In the kitchen, a wall where small appliances are located can be removed to accommodate a central island if desired.
And while the two-story house has three bedrooms, it has the option of having up to five. The boudoir, which is directly opposite a bathroom, could easily be converted into a bedroom.
“If the day comes and we want to have the option, it’s there. But when you cross over, you’d never know it’s designed for a walk-in living,” Rohman said.
The basement also houses spaces that can be changed.
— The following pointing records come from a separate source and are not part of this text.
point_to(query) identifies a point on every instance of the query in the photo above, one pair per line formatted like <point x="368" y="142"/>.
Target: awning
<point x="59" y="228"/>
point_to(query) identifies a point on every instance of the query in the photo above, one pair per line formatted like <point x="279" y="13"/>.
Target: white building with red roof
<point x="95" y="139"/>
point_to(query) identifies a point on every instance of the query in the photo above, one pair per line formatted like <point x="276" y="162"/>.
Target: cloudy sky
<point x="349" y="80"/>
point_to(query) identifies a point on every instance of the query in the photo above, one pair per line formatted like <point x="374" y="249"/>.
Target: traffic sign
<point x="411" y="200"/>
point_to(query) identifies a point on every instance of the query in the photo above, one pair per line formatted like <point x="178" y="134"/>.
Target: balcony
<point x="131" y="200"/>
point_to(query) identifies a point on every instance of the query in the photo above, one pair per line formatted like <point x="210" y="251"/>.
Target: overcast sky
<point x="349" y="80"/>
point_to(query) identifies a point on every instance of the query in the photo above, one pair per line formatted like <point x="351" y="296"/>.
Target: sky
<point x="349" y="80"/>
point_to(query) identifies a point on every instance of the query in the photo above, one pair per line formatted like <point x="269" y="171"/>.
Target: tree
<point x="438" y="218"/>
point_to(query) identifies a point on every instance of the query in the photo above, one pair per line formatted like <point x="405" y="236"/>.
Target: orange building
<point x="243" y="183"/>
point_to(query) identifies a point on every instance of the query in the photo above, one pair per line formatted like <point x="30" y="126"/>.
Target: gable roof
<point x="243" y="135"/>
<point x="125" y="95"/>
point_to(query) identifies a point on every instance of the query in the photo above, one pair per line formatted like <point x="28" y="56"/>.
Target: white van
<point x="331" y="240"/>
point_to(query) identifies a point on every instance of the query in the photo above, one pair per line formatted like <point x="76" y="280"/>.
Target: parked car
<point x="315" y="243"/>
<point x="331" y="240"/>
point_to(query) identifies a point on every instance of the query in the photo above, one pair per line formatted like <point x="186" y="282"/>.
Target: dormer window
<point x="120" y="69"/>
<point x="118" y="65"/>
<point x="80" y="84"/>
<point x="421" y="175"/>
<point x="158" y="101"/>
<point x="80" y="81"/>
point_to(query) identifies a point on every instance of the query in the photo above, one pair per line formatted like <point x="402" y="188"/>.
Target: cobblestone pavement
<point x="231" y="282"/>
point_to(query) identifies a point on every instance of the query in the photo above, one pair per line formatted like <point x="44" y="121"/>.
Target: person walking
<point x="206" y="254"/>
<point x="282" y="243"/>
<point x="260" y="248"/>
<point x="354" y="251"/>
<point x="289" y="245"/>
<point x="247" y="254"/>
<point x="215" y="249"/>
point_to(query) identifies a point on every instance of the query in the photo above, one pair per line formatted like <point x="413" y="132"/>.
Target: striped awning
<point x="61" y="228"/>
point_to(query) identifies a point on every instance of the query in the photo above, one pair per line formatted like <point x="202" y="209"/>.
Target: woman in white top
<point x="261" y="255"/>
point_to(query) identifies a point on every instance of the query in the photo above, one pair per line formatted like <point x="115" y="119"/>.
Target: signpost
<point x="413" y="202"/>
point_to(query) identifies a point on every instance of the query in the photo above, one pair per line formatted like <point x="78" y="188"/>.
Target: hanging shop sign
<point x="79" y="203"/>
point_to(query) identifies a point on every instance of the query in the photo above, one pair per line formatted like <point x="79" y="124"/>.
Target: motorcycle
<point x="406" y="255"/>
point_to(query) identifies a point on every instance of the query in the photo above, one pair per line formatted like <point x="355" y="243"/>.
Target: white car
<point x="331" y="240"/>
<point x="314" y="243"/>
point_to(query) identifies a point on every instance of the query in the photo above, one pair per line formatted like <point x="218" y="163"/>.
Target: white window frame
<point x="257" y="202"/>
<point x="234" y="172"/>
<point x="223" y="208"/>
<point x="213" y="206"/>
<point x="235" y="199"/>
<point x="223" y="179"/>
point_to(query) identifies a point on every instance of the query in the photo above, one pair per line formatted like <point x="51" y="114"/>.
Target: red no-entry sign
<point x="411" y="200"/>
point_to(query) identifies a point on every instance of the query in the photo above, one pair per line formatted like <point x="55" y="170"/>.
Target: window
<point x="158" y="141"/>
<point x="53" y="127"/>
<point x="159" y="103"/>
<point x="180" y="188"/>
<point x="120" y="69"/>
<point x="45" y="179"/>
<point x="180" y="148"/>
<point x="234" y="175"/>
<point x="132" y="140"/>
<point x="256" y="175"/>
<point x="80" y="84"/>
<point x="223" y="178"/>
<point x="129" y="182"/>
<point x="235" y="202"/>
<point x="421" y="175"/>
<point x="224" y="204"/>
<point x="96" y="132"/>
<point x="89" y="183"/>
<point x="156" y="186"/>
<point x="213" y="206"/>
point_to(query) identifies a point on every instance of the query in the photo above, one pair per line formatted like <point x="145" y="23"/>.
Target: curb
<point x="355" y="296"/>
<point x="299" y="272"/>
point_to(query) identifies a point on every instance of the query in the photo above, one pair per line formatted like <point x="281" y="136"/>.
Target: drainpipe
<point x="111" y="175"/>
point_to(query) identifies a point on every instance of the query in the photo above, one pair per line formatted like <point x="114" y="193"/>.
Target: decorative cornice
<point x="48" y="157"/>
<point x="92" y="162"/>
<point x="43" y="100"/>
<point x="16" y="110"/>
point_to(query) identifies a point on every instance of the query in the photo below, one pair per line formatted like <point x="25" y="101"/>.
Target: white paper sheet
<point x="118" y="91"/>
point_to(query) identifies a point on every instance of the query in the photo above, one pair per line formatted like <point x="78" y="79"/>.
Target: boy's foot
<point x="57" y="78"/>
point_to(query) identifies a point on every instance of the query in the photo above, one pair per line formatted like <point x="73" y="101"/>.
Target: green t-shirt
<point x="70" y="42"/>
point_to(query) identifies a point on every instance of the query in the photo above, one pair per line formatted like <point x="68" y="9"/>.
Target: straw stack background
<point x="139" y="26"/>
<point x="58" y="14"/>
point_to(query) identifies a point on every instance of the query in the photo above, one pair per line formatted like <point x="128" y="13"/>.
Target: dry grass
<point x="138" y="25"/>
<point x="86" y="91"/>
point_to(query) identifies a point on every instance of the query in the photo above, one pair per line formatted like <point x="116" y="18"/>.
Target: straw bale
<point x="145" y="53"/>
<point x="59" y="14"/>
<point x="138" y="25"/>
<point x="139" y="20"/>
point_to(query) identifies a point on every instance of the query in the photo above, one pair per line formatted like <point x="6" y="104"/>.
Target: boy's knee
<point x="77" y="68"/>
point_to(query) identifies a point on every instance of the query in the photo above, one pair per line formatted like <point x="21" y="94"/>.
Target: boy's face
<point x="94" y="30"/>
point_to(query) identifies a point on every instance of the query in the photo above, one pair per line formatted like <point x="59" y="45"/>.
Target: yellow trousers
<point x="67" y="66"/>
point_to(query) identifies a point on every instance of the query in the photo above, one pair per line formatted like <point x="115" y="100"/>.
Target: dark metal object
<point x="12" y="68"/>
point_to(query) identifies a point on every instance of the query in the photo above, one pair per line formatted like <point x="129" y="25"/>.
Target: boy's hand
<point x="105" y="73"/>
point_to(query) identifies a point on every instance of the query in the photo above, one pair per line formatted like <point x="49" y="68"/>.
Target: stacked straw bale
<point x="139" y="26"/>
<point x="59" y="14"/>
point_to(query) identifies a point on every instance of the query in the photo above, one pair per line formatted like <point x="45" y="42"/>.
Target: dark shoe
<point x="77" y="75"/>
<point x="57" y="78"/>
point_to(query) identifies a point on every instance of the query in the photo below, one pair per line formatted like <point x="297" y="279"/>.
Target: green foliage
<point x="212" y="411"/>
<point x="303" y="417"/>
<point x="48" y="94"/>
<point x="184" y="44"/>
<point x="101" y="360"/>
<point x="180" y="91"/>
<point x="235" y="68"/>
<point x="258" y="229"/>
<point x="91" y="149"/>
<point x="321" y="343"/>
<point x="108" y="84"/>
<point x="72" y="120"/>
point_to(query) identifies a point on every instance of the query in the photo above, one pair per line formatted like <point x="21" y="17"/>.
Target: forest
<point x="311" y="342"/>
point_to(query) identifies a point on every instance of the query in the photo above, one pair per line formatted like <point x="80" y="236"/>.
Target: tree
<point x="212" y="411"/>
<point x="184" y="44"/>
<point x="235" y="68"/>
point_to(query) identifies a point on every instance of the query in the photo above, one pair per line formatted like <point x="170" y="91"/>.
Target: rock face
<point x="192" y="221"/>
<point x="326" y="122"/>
A room that serves as an office for Astromsky, a life coach and yoga and meditation teacher, and Rohman, a certified public accountant, could be turned into a bedroom.
The duo are enjoying their new home which meets their needs today and gives them flexibility for the future.
“We didn’t want a big, sprawling suburban home, or something so big that it stood out so much,” Rohman said. “It’s the perfect mix of the two.”
About this project
What: A new construction replacing a 1950s Edina house aims to adapt to the scale of the lot and the neighborhood.
Cut: Old house, 1600 square feet, 1½ stories; new construction of 3000 square feet, two floors.
Design company: Architecture of Albertsson Hansen.
Group project: Christine Albertsson, AIA, CID; Mark Tambornino, AIA; Emily Pressprich, Assoc. AIA.